Friday, January 2, 2009

Sad End, New Beginning

As an end to 2008, we have some sad news to share. For those who know, we adopted two cats from the animal shelter in July. Mykell was doing community service there get the idea. So we ended up with a black kitten, Phantom (the one that destroyed our Christmas tree), and a young blind cat that we named Lyra. Unfortunately, Lyra died December 26.

Lyra was a special project for our family. Blind from birth, she was abandoned and found in a 7-11 parking lot, where she was reported to the shelter. Her situation had been so traumatic that she lost most of the hair from the back half of her body and she was extremely thin and sickly. Her life at the shelter was dull, since she was not allowed to leave her cage or the other cats would beat up on her. But she was so loving. We decided to take her home and see if we could bring her back to health.

At first, Erik thought we were nuts (we didn't ask his permission), and wanted us to take Lyra back, but I couldn't do it. We had had a foster care adoption fall through in the past and somehow that experience echoed this one, brining up all kinds of memories for us to reexamine. The kids pleaded, almost in tears, not to give her back because they didn't want to feel that sense of failure and regret that we had after the foster care ordeal. They would watch Lyra walking contentedly around the laundry room, which we made her domain, and they couldn't bear to think of her being sentenced to a tiny cage at the shelter again. Each one of the kids took opportunity to talk to me privately, convinced Lyra was happier with us, and that we couldn't give her back. So I put it off . . . and off . . . and off.
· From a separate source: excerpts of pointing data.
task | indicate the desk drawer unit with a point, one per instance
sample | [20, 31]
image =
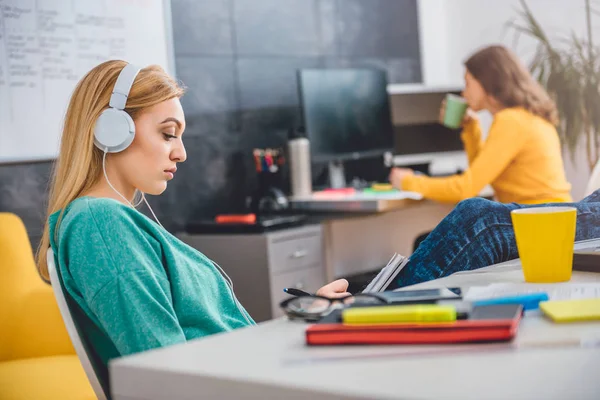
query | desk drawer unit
[292, 251]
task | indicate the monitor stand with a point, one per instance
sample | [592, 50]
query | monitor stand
[337, 179]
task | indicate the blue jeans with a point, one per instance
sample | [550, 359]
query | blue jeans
[478, 233]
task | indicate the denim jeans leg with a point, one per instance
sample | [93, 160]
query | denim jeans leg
[478, 233]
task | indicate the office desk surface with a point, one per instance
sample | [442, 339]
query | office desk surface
[361, 202]
[272, 361]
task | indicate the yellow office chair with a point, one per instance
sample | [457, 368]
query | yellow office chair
[37, 360]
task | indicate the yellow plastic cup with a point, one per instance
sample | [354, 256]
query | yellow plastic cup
[545, 240]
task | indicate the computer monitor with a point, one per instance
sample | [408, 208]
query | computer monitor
[346, 114]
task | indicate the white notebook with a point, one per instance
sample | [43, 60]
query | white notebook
[387, 275]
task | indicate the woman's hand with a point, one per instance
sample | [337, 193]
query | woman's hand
[397, 175]
[470, 115]
[335, 289]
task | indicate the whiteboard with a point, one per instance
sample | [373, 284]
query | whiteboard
[46, 46]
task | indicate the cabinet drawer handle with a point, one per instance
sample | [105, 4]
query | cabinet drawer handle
[299, 254]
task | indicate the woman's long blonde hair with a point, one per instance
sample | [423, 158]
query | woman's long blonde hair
[79, 164]
[504, 77]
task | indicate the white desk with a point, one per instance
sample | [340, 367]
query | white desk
[270, 361]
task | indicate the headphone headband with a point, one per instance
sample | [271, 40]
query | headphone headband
[118, 99]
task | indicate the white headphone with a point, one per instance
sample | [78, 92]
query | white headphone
[115, 130]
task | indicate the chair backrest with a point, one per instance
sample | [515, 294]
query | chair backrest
[594, 181]
[72, 328]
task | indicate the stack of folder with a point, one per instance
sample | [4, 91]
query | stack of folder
[416, 324]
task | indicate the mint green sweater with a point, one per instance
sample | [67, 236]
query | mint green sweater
[138, 287]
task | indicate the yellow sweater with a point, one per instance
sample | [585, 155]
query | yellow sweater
[521, 159]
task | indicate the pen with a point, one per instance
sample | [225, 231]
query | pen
[529, 301]
[296, 292]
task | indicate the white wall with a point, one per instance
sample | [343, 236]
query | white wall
[451, 30]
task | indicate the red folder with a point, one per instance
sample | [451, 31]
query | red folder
[461, 331]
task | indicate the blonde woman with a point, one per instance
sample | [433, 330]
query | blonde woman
[132, 284]
[521, 157]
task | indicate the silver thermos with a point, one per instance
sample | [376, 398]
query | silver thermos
[299, 155]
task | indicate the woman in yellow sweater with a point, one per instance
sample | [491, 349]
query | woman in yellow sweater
[521, 157]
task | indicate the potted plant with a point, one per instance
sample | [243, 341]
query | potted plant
[570, 71]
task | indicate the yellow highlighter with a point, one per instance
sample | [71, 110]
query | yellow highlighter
[399, 314]
[382, 187]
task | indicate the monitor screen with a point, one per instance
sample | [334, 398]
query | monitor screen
[346, 113]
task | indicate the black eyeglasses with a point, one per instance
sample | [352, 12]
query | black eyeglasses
[313, 307]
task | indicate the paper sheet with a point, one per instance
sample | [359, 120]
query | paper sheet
[555, 291]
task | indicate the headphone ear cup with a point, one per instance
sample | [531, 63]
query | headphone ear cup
[114, 130]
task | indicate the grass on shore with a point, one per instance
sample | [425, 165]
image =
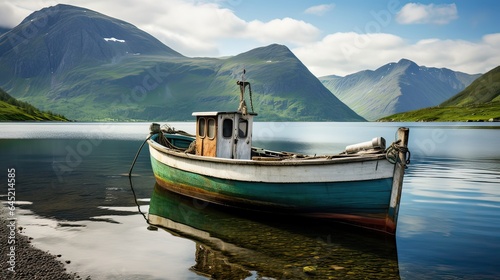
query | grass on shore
[477, 112]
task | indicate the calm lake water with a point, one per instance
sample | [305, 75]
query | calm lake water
[75, 199]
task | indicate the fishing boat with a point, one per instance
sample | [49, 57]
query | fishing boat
[361, 185]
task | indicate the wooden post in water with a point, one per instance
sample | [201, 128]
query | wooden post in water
[397, 183]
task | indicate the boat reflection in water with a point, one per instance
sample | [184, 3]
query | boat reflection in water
[238, 245]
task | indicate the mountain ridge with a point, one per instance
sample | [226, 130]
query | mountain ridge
[480, 101]
[396, 87]
[108, 70]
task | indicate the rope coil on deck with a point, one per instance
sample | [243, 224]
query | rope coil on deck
[392, 153]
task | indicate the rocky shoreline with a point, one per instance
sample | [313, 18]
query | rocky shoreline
[21, 260]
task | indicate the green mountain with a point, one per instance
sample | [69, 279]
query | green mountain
[14, 110]
[480, 101]
[91, 67]
[396, 87]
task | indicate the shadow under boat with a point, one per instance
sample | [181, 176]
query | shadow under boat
[243, 244]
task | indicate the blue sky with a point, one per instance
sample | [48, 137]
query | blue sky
[330, 37]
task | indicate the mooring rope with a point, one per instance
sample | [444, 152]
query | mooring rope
[392, 153]
[137, 155]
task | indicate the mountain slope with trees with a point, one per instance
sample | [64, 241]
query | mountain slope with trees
[91, 67]
[14, 110]
[396, 87]
[480, 101]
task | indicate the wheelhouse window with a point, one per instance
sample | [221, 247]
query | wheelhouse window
[202, 123]
[211, 128]
[242, 128]
[227, 128]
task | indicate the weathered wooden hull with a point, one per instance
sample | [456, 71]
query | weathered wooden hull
[359, 190]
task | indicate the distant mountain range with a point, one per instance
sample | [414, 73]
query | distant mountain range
[91, 67]
[396, 87]
[480, 101]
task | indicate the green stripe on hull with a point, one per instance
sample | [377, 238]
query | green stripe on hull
[359, 197]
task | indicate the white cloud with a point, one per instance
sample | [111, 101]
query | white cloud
[203, 28]
[194, 28]
[283, 31]
[416, 13]
[346, 53]
[319, 10]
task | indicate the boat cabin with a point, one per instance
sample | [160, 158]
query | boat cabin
[224, 134]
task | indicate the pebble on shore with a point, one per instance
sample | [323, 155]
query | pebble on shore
[30, 262]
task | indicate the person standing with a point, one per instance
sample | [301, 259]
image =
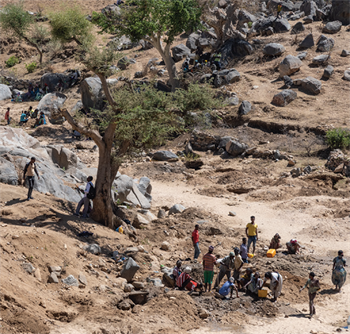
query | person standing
[85, 200]
[28, 175]
[251, 232]
[338, 271]
[226, 265]
[313, 286]
[208, 266]
[195, 240]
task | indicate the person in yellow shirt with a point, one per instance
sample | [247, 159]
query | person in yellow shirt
[252, 233]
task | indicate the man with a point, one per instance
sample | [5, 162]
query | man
[238, 265]
[195, 240]
[29, 170]
[275, 242]
[251, 232]
[226, 265]
[227, 288]
[85, 200]
[208, 266]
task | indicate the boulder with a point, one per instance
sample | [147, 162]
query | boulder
[165, 156]
[180, 51]
[283, 98]
[289, 65]
[308, 42]
[332, 27]
[129, 270]
[5, 92]
[273, 49]
[235, 148]
[51, 103]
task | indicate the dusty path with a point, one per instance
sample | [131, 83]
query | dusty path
[272, 218]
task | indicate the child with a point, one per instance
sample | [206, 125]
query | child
[244, 250]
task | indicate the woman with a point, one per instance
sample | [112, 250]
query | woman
[339, 272]
[276, 282]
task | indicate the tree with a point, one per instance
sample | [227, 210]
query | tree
[20, 24]
[156, 21]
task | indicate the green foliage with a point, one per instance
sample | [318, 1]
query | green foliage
[70, 24]
[31, 67]
[12, 61]
[338, 138]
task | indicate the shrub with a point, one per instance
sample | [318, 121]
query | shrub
[338, 138]
[12, 61]
[31, 67]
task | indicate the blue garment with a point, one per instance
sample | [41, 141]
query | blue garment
[225, 289]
Over the next month we saw a complete transformation in Lyra. With great pet food from Erik's work, and strong antibiotics, she started to regain her health, grew back her hair and learned to get along with Phantom enough that we could let them roam around the house together. It was incredible to see how well she could navigate through the house, watching her learn to manage stairs, follow sounds to find people, and try to play with toys that kept rolling away. Even Erik changed his attitude, saying that Lyra was the best cat we had (we now had 3). She stayed on the floor instead of jumping on things, she was entertaining to watch, and the most trouble she got in was tripping people up as she tried to be part of the action. But she was never completely cured. Every month she would develop the same respiratory problem and would have to get an injection to help her along. Eventually, she succumbed to that same sickness, and she stopped breathing as I held her, trying to make her more comfortable.

It was a sad morning when she left us and we still miss her. Jason says we need to go back to the shelter and get another blind cat, but I think she was one of a kind. We don't usually get this sentimental over pets, especially ones that die within six months, but Lyra was a special case. She helped us show compassion, taught us that disabilities aren't always disabling, helped us heal after an emotional injury, and most importantly, she gave us the chance to make a difference. We will never forget the good that we were able to do, bringing a sick, neglected cat back to health and making her part of a loving home.

As we look ahead to 2009, we see many great milestones coming for our family. Jason will be baptized, Rachel will have her first dance recital, Bryce is waiting for acceptance to the Academy, and Mykell is seriously looking at colleges. Many good things await us and it is exciting to watch the kids grow and progress. But as we look ahead, make our resolutions, and outline some goals, we are also trying to look outside our own family. Taking our lesson to heart, we hope to reach out to others this year and see where else we can make a real difference.